9. RecordComponent reflection

public final class RecordComponent {
    public String getName() { ... }
    public Class<?> getType() { ... }
    public Type getGenericType() { ... }
    public Method getAccessor() { ... }
    public Annotation[] getAnnotations() { ... }
    // ...
}

RecordComponent[] components = MyRecord.class.getRecordComponents();

Used heavily by serialization libraries (Jackson, GSON), validation libraries, and frameworks that need to inspect record structure.


10. ObjectMethods.bootstrap

public static Object bootstrap(MethodHandles.Lookup lookup,
                                String methodName,
                                TypeDescriptor type,
                                Class<?> recordClass,
                                String names,
                                MethodHandle... getters);

Called by invokedynamic to generate equals, hashCode, or toString for a record. Returns a MethodHandle (or CallSite) implementing the requested method.

This bootstrap is what makes the auto-generated methods both compact in bytecode and efficient at runtime.


11. Pattern matching (JLS §14.30)

Patterns enable destructuring tests:

case Point(int x, int y) -> ...;
case Pair(Point(int x1, int y1), Point(int x2, int y2)) -> ...;

The compiler emits accessor calls to extract each component. With sealed types, the compiler verifies exhaustiveness.

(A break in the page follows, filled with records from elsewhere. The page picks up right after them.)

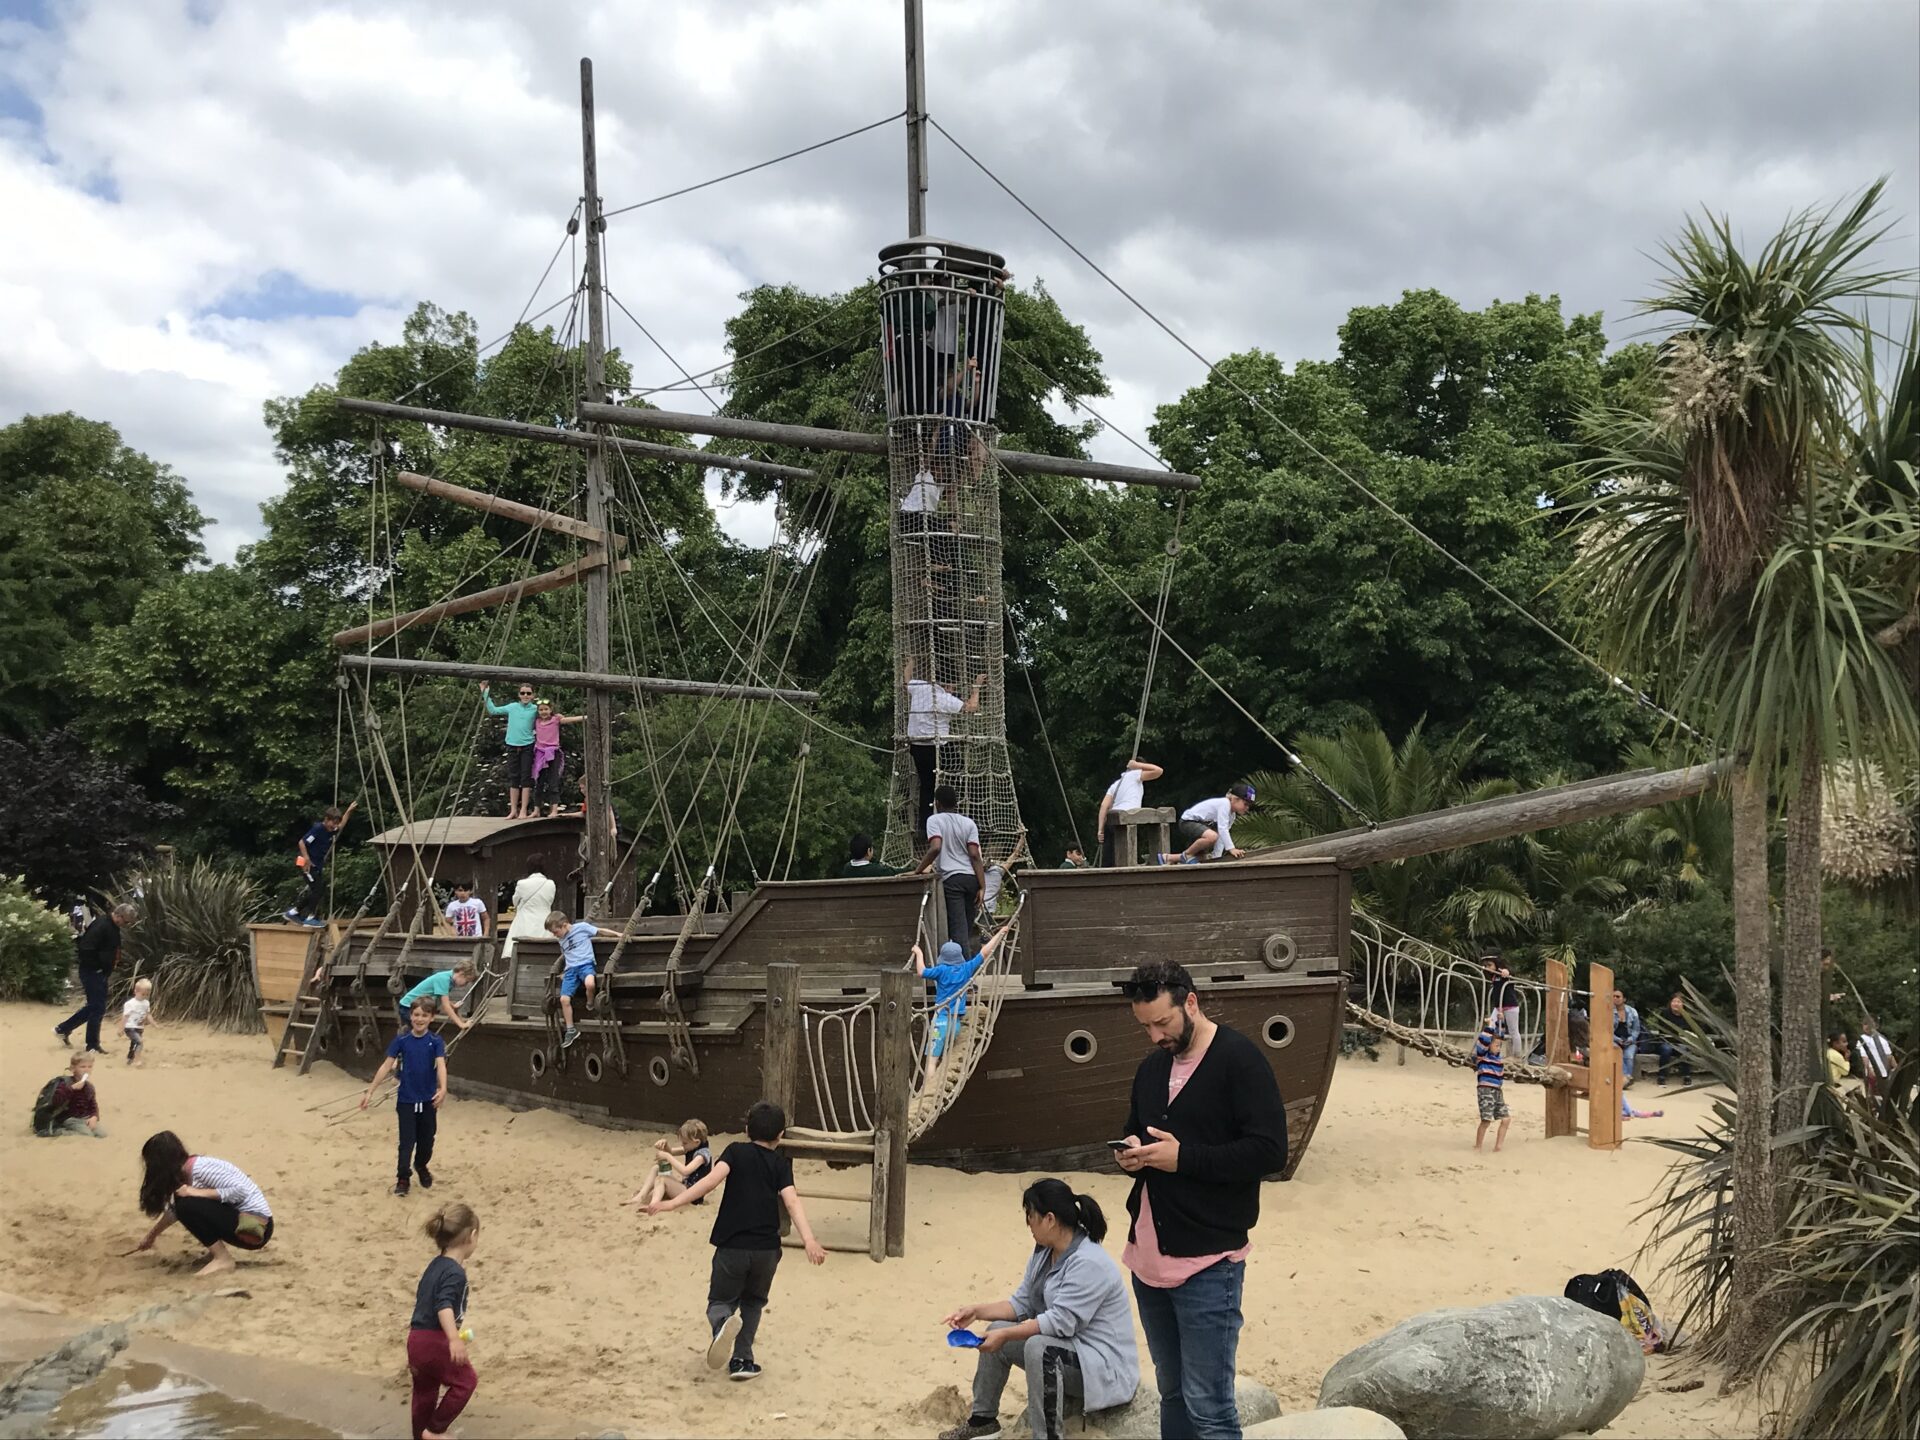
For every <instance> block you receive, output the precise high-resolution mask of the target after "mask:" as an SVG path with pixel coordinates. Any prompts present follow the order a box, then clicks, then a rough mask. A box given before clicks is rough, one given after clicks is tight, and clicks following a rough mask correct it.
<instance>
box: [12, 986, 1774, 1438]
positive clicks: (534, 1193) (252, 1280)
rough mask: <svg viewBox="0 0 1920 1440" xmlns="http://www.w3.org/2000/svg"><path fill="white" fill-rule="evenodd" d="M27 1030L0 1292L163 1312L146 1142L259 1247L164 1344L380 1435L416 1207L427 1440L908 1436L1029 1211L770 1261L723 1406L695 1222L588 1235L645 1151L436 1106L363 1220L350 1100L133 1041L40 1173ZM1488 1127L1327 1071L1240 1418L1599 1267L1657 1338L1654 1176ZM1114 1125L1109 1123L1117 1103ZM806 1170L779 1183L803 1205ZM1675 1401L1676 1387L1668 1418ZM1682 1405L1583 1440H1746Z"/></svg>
mask: <svg viewBox="0 0 1920 1440" xmlns="http://www.w3.org/2000/svg"><path fill="white" fill-rule="evenodd" d="M54 1020H58V1016H56V1012H54V1010H50V1008H42V1006H25V1004H10V1006H0V1092H4V1094H8V1096H12V1100H10V1104H13V1110H15V1123H12V1125H10V1127H8V1131H6V1140H4V1142H0V1146H4V1148H0V1154H4V1165H0V1225H4V1233H6V1248H4V1252H0V1290H6V1292H13V1294H19V1296H33V1298H35V1300H36V1302H40V1304H46V1306H52V1308H58V1309H60V1311H63V1313H67V1315H75V1317H81V1319H113V1317H121V1315H125V1313H129V1311H132V1309H138V1308H140V1306H148V1304H154V1302H156V1300H167V1298H175V1296H180V1294H190V1292H192V1290H194V1286H196V1281H194V1279H192V1265H194V1263H196V1261H198V1258H200V1250H198V1248H196V1246H194V1242H192V1238H190V1236H186V1235H184V1233H182V1231H179V1229H173V1231H169V1233H167V1235H165V1236H163V1238H161V1242H159V1244H157V1246H156V1250H154V1252H152V1254H146V1256H132V1258H121V1256H119V1252H121V1250H127V1248H129V1246H131V1244H132V1242H134V1240H136V1238H138V1235H140V1233H142V1229H144V1225H146V1221H144V1219H142V1215H140V1213H138V1206H136V1202H134V1196H136V1188H138V1150H140V1142H142V1140H144V1139H146V1137H148V1135H150V1133H152V1131H157V1129H173V1131H177V1133H179V1135H180V1139H182V1140H184V1142H186V1144H188V1148H190V1150H196V1152H204V1154H215V1156H221V1158H225V1160H230V1162H234V1164H238V1165H242V1167H244V1169H246V1171H248V1173H252V1175H253V1179H255V1181H257V1183H259V1185H261V1188H263V1190H265V1192H267V1198H269V1202H271V1204H273V1210H275V1221H276V1233H275V1240H273V1244H271V1246H269V1248H267V1250H265V1252H261V1254H259V1256H257V1258H244V1260H242V1265H240V1275H238V1277H225V1279H223V1281H221V1283H223V1284H232V1283H236V1281H238V1283H242V1284H246V1288H248V1290H250V1292H252V1300H246V1302H232V1304H223V1306H217V1308H209V1311H207V1313H204V1315H200V1317H198V1319H194V1321H190V1323H182V1325H179V1327H173V1329H169V1331H167V1334H169V1336H171V1338H175V1340H182V1342H190V1344H194V1346H204V1348H213V1350H223V1352H234V1354H240V1356H253V1357H261V1359H269V1361H273V1359H284V1361H298V1363H300V1365H307V1367H324V1369H328V1371H334V1373H342V1375H349V1377H357V1380H359V1382H374V1384H384V1386H386V1388H388V1390H390V1392H392V1396H394V1432H396V1434H397V1432H403V1409H401V1405H403V1392H405V1359H403V1342H405V1325H407V1313H409V1308H411V1300H413V1286H415V1281H417V1279H419V1273H420V1269H422V1267H424V1263H426V1260H428V1258H430V1256H432V1246H430V1242H428V1240H426V1238H424V1236H422V1235H420V1233H419V1225H420V1221H422V1219H424V1217H426V1213H430V1212H432V1210H434V1208H436V1206H438V1204H440V1202H442V1198H445V1200H465V1202H467V1204H470V1206H474V1208H476V1210H478V1212H480V1217H482V1242H480V1248H478V1252H476V1256H474V1260H472V1265H470V1279H472V1309H470V1325H472V1327H474V1346H472V1356H474V1365H476V1367H478V1371H480V1394H478V1398H476V1402H474V1413H472V1421H470V1423H463V1425H461V1430H463V1432H465V1434H470V1436H478V1434H488V1432H493V1430H490V1428H488V1423H486V1413H484V1407H486V1405H488V1404H493V1405H505V1407H515V1409H516V1413H518V1415H520V1419H522V1425H524V1415H526V1413H540V1415H549V1417H553V1432H586V1434H593V1432H599V1430H603V1428H618V1430H624V1432H626V1434H701V1436H707V1434H712V1436H720V1434H739V1436H895V1434H933V1430H937V1428H939V1427H941V1425H945V1423H948V1421H950V1419H954V1413H952V1411H958V1409H960V1392H962V1390H964V1388H966V1384H968V1382H970V1379H972V1363H970V1361H968V1359H966V1357H964V1356H960V1354H958V1352H952V1350H948V1348H947V1346H945V1344H943V1342H941V1340H943V1331H941V1325H939V1317H941V1315H943V1313H945V1311H947V1309H948V1308H950V1306H954V1304H958V1302H964V1300H975V1298H991V1296H1004V1294H1006V1292H1008V1290H1010V1288H1012V1284H1014V1283H1016V1281H1018V1277H1020V1269H1021V1263H1023V1260H1025V1254H1027V1248H1029V1242H1027V1235H1025V1227H1023V1225H1021V1217H1020V1190H1021V1187H1023V1185H1025V1179H1029V1177H1016V1175H962V1173H956V1171H945V1169H931V1167H914V1173H912V1185H910V1198H908V1254H906V1258H904V1260H893V1261H887V1263H883V1265H876V1263H872V1261H870V1260H866V1258H864V1256H845V1254H835V1256H831V1258H829V1260H828V1263H826V1267H822V1269H812V1267H808V1265H806V1263H803V1260H801V1258H799V1256H797V1254H793V1252H789V1254H787V1260H785V1261H783V1263H781V1269H780V1277H778V1281H776V1286H774V1300H772V1306H770V1308H768V1311H766V1319H764V1323H762V1329H760V1344H758V1357H760V1363H762V1365H764V1367H766V1373H764V1377H762V1379H760V1380H758V1382H755V1384H728V1382H726V1380H724V1379H722V1377H714V1375H710V1373H708V1371H707V1369H705V1367H703V1363H701V1352H703V1344H705V1329H703V1319H701V1311H703V1304H705V1286H707V1261H708V1254H710V1252H708V1246H707V1227H708V1223H710V1212H701V1210H693V1212H680V1213H674V1215H662V1217H659V1219H645V1217H636V1215H634V1213H632V1212H630V1210H622V1208H620V1200H624V1198H628V1196H630V1194H632V1192H634V1188H636V1185H637V1183H639V1179H641V1177H643V1173H645V1164H647V1150H649V1142H651V1135H634V1133H611V1131H601V1129H593V1127H589V1125H584V1123H580V1121H574V1119H568V1117H563V1116H555V1114H545V1112H520V1114H516V1112H513V1110H507V1108H503V1106H495V1104H488V1102H478V1100H461V1098H453V1100H449V1102H447V1108H445V1112H444V1114H442V1121H440V1154H438V1156H436V1162H434V1171H436V1175H438V1185H436V1187H434V1190H432V1192H430V1194H428V1192H420V1190H419V1188H415V1192H413V1194H411V1196H409V1198H396V1196H392V1194H388V1187H390V1185H392V1164H394V1158H392V1156H394V1119H392V1112H390V1110H388V1112H374V1114H357V1112H349V1117H346V1119H330V1117H328V1114H330V1112H336V1110H338V1108H340V1106H338V1104H336V1102H344V1100H346V1096H351V1094H355V1092H357V1089H359V1087H357V1083H355V1081H353V1079H351V1077H348V1075H346V1073H342V1071H338V1069H334V1068H330V1066H324V1064H321V1066H317V1068H315V1069H313V1071H311V1073H309V1075H307V1077H303V1079H301V1077H296V1075H294V1071H292V1069H280V1071H273V1069H269V1058H271V1050H269V1046H267V1041H265V1037H261V1035H250V1037H238V1035H211V1033H207V1031H202V1029H175V1027H157V1029H156V1031H154V1033H152V1039H150V1043H148V1064H146V1068H144V1069H138V1071H131V1069H127V1066H125V1064H123V1060H121V1058H119V1056H106V1058H102V1062H100V1066H98V1068H96V1083H98V1087H100V1102H102V1114H104V1121H106V1125H108V1131H109V1137H108V1139H104V1140H84V1139H61V1140H40V1139H35V1137H33V1135H31V1133H29V1129H27V1123H25V1121H27V1110H29V1106H31V1100H33V1094H35V1091H36V1089H38V1085H40V1081H44V1079H48V1077H52V1075H54V1073H58V1071H60V1069H63V1066H65V1058H67V1052H65V1050H63V1048H61V1046H60V1043H58V1041H56V1039H54V1037H52V1035H50V1029H48V1027H50V1025H52V1023H54ZM457 1060H459V1056H457V1052H455V1071H457ZM1509 1098H1511V1104H1513V1112H1515V1121H1513V1133H1511V1135H1509V1140H1507V1150H1505V1152H1501V1154H1498V1156H1496V1154H1475V1150H1473V1125H1475V1108H1473V1079H1471V1075H1469V1073H1467V1071H1461V1069H1448V1068H1444V1066H1440V1064H1436V1062H1428V1060H1423V1058H1419V1056H1411V1058H1409V1060H1407V1064H1405V1066H1400V1064H1394V1052H1392V1048H1386V1050H1384V1052H1382V1058H1380V1060H1379V1062H1369V1060H1365V1058H1354V1060H1344V1062H1342V1064H1340V1069H1338V1073H1336V1077H1334V1083H1332V1092H1331V1100H1329V1114H1327V1117H1325V1119H1323V1123H1321V1127H1319V1133H1317V1135H1315V1139H1313V1148H1311V1152H1309V1156H1308V1160H1306V1164H1304V1165H1302V1169H1300V1173H1298V1177H1296V1179H1294V1181H1292V1183H1286V1185H1271V1187H1267V1190H1265V1198H1263V1208H1261V1223H1260V1229H1258V1231H1256V1236H1254V1254H1252V1258H1250V1263H1248V1277H1246V1329H1244V1334H1242V1338H1240V1371H1242V1373H1244V1375H1250V1377H1254V1379H1258V1380H1263V1382H1265V1384H1269V1386H1273V1388H1275V1392H1279V1396H1281V1404H1283V1407H1284V1409H1308V1407H1311V1405H1313V1402H1315V1396H1317V1390H1319V1379H1321V1375H1323V1373H1325V1371H1327V1367H1329V1365H1331V1363H1332V1361H1334V1359H1338V1357H1340V1356H1342V1354H1346V1352H1348V1350H1352V1348H1354V1346H1357V1344H1361V1342H1363V1340H1369V1338H1373V1336H1377V1334H1380V1332H1382V1331H1386V1329H1388V1327H1392V1325H1394V1323H1398V1321H1402V1319H1405V1317H1409V1315H1415V1313H1419V1311H1425V1309H1432V1308H1438V1306H1473V1304H1484V1302H1490V1300H1500V1298H1505V1296H1511V1294H1559V1290H1561V1286H1563V1284H1565V1281H1567V1277H1571V1275H1574V1273H1578V1271H1597V1269H1605V1267H1609V1265H1622V1267H1628V1269H1632V1271H1634V1275H1636V1279H1640V1283H1642V1284H1644V1286H1645V1288H1647V1290H1649V1294H1651V1296H1653V1300H1655V1304H1657V1306H1665V1302H1667V1298H1668V1296H1667V1286H1665V1284H1663V1277H1661V1275H1659V1269H1657V1265H1653V1261H1647V1260H1640V1258H1636V1250H1638V1246H1640V1235H1642V1227H1640V1225H1636V1213H1638V1212H1640V1210H1642V1204H1644V1200H1645V1198H1647V1194H1649V1192H1651V1190H1653V1187H1655V1185H1657V1181H1659V1177H1661V1173H1663V1169H1665V1165H1667V1156H1665V1152H1661V1150H1657V1148H1655V1146H1649V1144H1636V1142H1632V1140H1630V1142H1628V1144H1626V1146H1622V1148H1620V1150H1619V1152H1613V1154H1607V1152H1594V1150H1588V1148H1586V1144H1584V1140H1553V1142H1548V1140H1546V1139H1544V1135H1542V1100H1540V1092H1538V1091H1536V1089H1530V1087H1524V1085H1513V1087H1509ZM1630 1098H1632V1100H1634V1104H1636V1106H1642V1108H1657V1106H1661V1104H1665V1108H1667V1116H1665V1119H1647V1121H1628V1137H1649V1135H1678V1133H1688V1131H1690V1129H1693V1127H1695V1123H1697V1119H1699V1116H1703V1114H1705V1106H1707V1100H1705V1096H1703V1094H1678V1096H1676V1094H1667V1096H1661V1092H1659V1091H1655V1087H1653V1083H1651V1081H1644V1083H1642V1085H1638V1087H1634V1091H1632V1092H1630ZM1114 1108H1116V1123H1117V1116H1119V1112H1123V1110H1125V1096H1121V1094H1116V1096H1114ZM703 1119H707V1121H708V1123H710V1125H714V1127H716V1129H722V1127H726V1125H728V1123H735V1125H737V1117H732V1116H703ZM812 1169H816V1165H812V1164H803V1165H801V1173H803V1188H804V1187H806V1181H804V1175H806V1173H808V1171H812ZM1069 1181H1071V1183H1073V1187H1075V1188H1077V1190H1087V1192H1091V1194H1094V1196H1096V1198H1098V1200H1100V1204H1102V1206H1104V1208H1106V1212H1108V1215H1110V1219H1114V1229H1116V1233H1114V1235H1110V1236H1108V1248H1110V1252H1112V1254H1116V1256H1117V1254H1119V1244H1121V1240H1123V1231H1125V1212H1123V1200H1125V1194H1127V1185H1125V1179H1123V1177H1121V1175H1119V1173H1117V1171H1114V1173H1094V1175H1075V1177H1069ZM837 1188H845V1181H841V1185H839V1187H837ZM810 1215H812V1219H814V1229H816V1231H818V1233H820V1235H822V1236H824V1238H845V1240H854V1238H864V1231H866V1215H864V1210H854V1208H851V1206H829V1204H814V1206H810ZM1142 1369H1148V1367H1146V1365H1144V1344H1142ZM1148 1373H1150V1369H1148ZM1690 1380H1705V1384H1701V1386H1699V1388H1693V1390H1686V1392H1676V1390H1674V1388H1672V1386H1682V1384H1686V1382H1690ZM1020 1384H1021V1382H1020V1379H1018V1377H1016V1380H1014V1386H1012V1388H1010V1394H1008V1407H1012V1404H1014V1400H1016V1398H1018V1394H1020ZM948 1390H950V1392H952V1394H947V1392H948ZM1716 1392H1718V1377H1716V1375H1713V1373H1711V1371H1703V1369H1699V1367H1695V1365H1692V1363H1690V1361H1688V1357H1686V1356H1684V1354H1682V1356H1676V1357H1663V1359H1653V1361H1651V1363H1649V1367H1647V1382H1645V1386H1644V1390H1642V1394H1640V1398H1638V1400H1636V1402H1634V1404H1632V1405H1630V1407H1628V1409H1626V1411H1624V1413H1622V1415H1620V1417H1619V1419H1617V1421H1615V1425H1613V1427H1609V1428H1607V1430H1605V1432H1603V1434H1607V1436H1622V1438H1626V1436H1645V1438H1651V1436H1753V1434H1757V1432H1759V1417H1757V1415H1753V1413H1751V1409H1741V1405H1740V1404H1738V1402H1730V1400H1720V1398H1718V1396H1716ZM948 1407H950V1409H948Z"/></svg>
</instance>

For records specifically, the components are always in declaration order. The pattern variables are bound after each accessor returns.


12. JEP timeline

  • JEP 359: Records (Preview) — Java 14
  • JEP 384: Records (Second Preview) — Java 15
  • JEP 395: Records — Java 16 (standardized)
  • JEP 405: Record Patterns (Preview) — Java 19
  • JEP 432: Record Patterns (Second Preview) — Java 20
  • JEP 440: Record Patterns — Java 21 (standardized)

13. Reading order

  1. JLS §8.10 — record declaration
  2. JLS §8.10.1 — components
  3. JLS §8.10.3 — auto-generated members
  4. JLS §8.10.4 — constructors
  5. JLS §8.10.5 — restrictions
  6. JVMS §4.7.30 — Record attribute
  7. java.lang.Record Javadoc
  8. RecordComponent Javadoc
  9. ObjectMethods.bootstrap Javadoc
  10. JLS §14.30 — patterns
  11. JLS §14.30.1.4 — record patterns

Memorize this: records are specified in JLS §8.10. They're a class extending Record with implicit final, private final component fields, public accessors, and auto-generated equals/hashCode/toString. The Record attribute (JVMS §4.7.30) is what makes them reflectively recognizable. Compact constructors validate before assignment. Pattern matching uses accessors for deconstruction.